A legal memorandum (often "legal memo") is a structured written document that analyzes a legal question by applying relevant law to a specific set of facts. In professional practice, memos are the workhorse deliverable junior lawyers, law clerks, and policy researchers produce for partners, judges, or principals who need a clear answer—and the reasoning behind it—before making a decision.
Most legal memos follow a recognizable internal structure, commonly taught as IRAC (Issue, Rule, Application, Conclusion) or its variants (CREAC, FIRAC). A typical memo contains:
- A heading identifying author, recipient, date, and subject matter
- A short question presented framing the legal issue
- A brief answer giving the bottom line
- A statement of facts relevant to the analysis
- A discussion section working through controlling authority, persuasive authority, counterarguments, and application to the facts
- A conclusion with recommended next steps
Memos are generally classified as either objective (sometimes called "office memos") or persuasive. Objective memos give an honest, balanced assessment—including weaknesses in the client's position—so decision-makers can act with full information. Persuasive memos, by contrast, are advocacy documents written to convince a court or counterparty, and overlap with briefs and position papers.
In the international and intergovernmental context, legal memoranda are produced by bodies such as the UN Office of Legal Affairs, the legal services of the European Commission and Council, foreign ministries, and NGOs like the International Committee of the Red Cross. These memos interpret treaty obligations, customary international law, Security Council mandates, or domestic implementing legislation.

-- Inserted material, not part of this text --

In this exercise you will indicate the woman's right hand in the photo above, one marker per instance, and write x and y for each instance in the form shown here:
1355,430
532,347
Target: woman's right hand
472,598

They are frequently cited in diplomatic correspondence and occasionally leaked or declassified, becoming primary sources for researchers.
For Model UN delegates and IR students, understanding the memo format is useful both for reading government legal positions critically and for drafting policy analyses that mirror the rigor expected in professional research environments.
Example
In 2002, the US Department of Justice Office of Legal Counsel produced internal memoranda—later known as the "Torture Memos"—advising the Bush administration on the legal limits of interrogation techniques.
Frequently asked questions
An objective memo gives a balanced internal assessment, including weaknesses; a persuasive memo argues a position to convince a court, counterparty, or external audience.